Maxine, the Wexford's overly talkative and word-mangling cleaner, has found the new vicar, Sarah Hussain, strangled to death. {As Dora tells him, 'Before you retired you used to have to question possible witnesses, but now people like Maxine come to you. You don't have to ask.'}
'You needn't look like that. People who leave letters lying about are just asking you to read them, is what I say. I can see you want to know what was in them. Well, it was mostly bad language, the F-word and the S-word and even the W-word, though that was a funny one to send to her. 'Call yourself a woman of God?' was in a lot of them, and 'Go back to India.' One day she asked me if I'd ever been married. I thought that was a bit of cheek, considering she knew I'd got four kids. I said no, I hadn't, and had she?  I could tell she didn't like it a bit but if she could ask me, why shouldn't I ask her? 'Yes, I was,' she says. 'He died.' ... And I don't know how to put it, but there was like agony in her face. Well, she went up to the study to write her sermon. And the opportunism like never arose again.'
 Wexford, knowing he must tread carefully, finds himself disagreeing with Burden about suspects, and motives, and how the investigation should be handled.

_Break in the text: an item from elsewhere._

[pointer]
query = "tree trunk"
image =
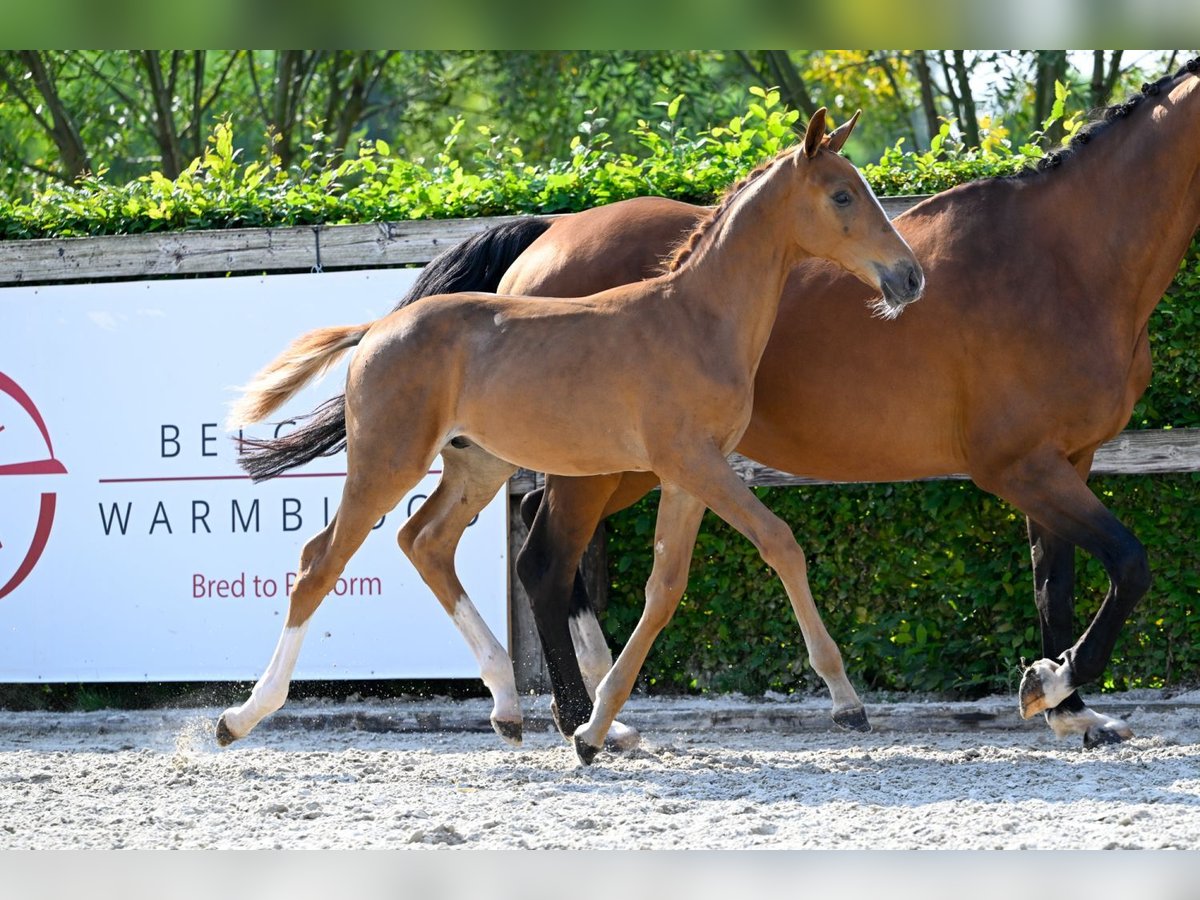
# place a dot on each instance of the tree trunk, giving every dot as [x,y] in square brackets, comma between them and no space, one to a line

When I looked at the book's front matter I saw that this is the 24th book in the Inspector Wexford series.  It seems to me that that's what's unique about this genre. When a mystery writer is so good at character development, and brings so many complex elements into her books, maybe even more so in the most well-written standalone novels, you realize that you have spent years getting to know the people she writes about, and in a way the things they go through seem very understandable, and realistic, and real. I think that's where the Downton Abbey effect comes from.

      Now it seemed to him as if he was to be rewarded. A BMW, not the Jaguar that had brought Mrs. Steyner and her son to Sarah Hussain's memorial service and was driven by Timon Arkwright, had been parked outside Carroll House. Its driver, a small, thin man, could just be seen sitting in the driver's seat eating a large sandwich. Wexford had read somewhere that women over fifty pass unnoticed in the street. Could that also be true of men over sixty-five? If the women hated being thus ignored, he would welcome it. Of course it is generally true that police detectives don't want to be seen. He wished he had some reason to go into one of the houses opposite, where he could watch out of a front window, but he had none. Not for the first time but perhaps more positively and tellingly than before, he was realizing how insignificant he had become in the great scheme of law and order, of law-making and law-implementing, of having nothing to do in a society where doing things was all-important.
      But still he waited, standing this time a little down the street outside a huge house, which, from the series of bells by the main entrance, seemed to be divided into flats. In case anyone was watching him -- in the unlikely event -- he put on a small show of impatience, looking at his watch several times and then, as if unable to wait any longer, he took out his mobile phone and made a call.
      Dora spoke rather irritably when he told her what he was doing. 'For heaven's sake, Reg, give it a rest. You're retired.  You don't have to do it anymore' Inspiration came to her aid. 'Gibbon misses you.'
       That made him laugh. 'Tell him I'll soon be back."


lyn said...

I enjoyed this one too although I did wonder how realistic it was that Mike would let Reg tag along on interviews etc. Still, I was able to suspend my disbelief! I somehow missed The vault but have it on my Kindle to read one day soon.

JoAnn said...

This sounds so good to me, but #24 in a series? How can one ever catch up? ;-)

PS. 41 days 12 hours 45 minutes until Downton season 4! Have you seen the countdown on PBS's website ?

Nan said...

I just began reading this series a few months ago and I plan to continue. This is a wonderful review, and I do love getting to know the people in a series over the years, and through their 'adventures.' The best writers keep the characters alive and interesting. And she is definitely one of the best writers, I feel. Thanks so much for this.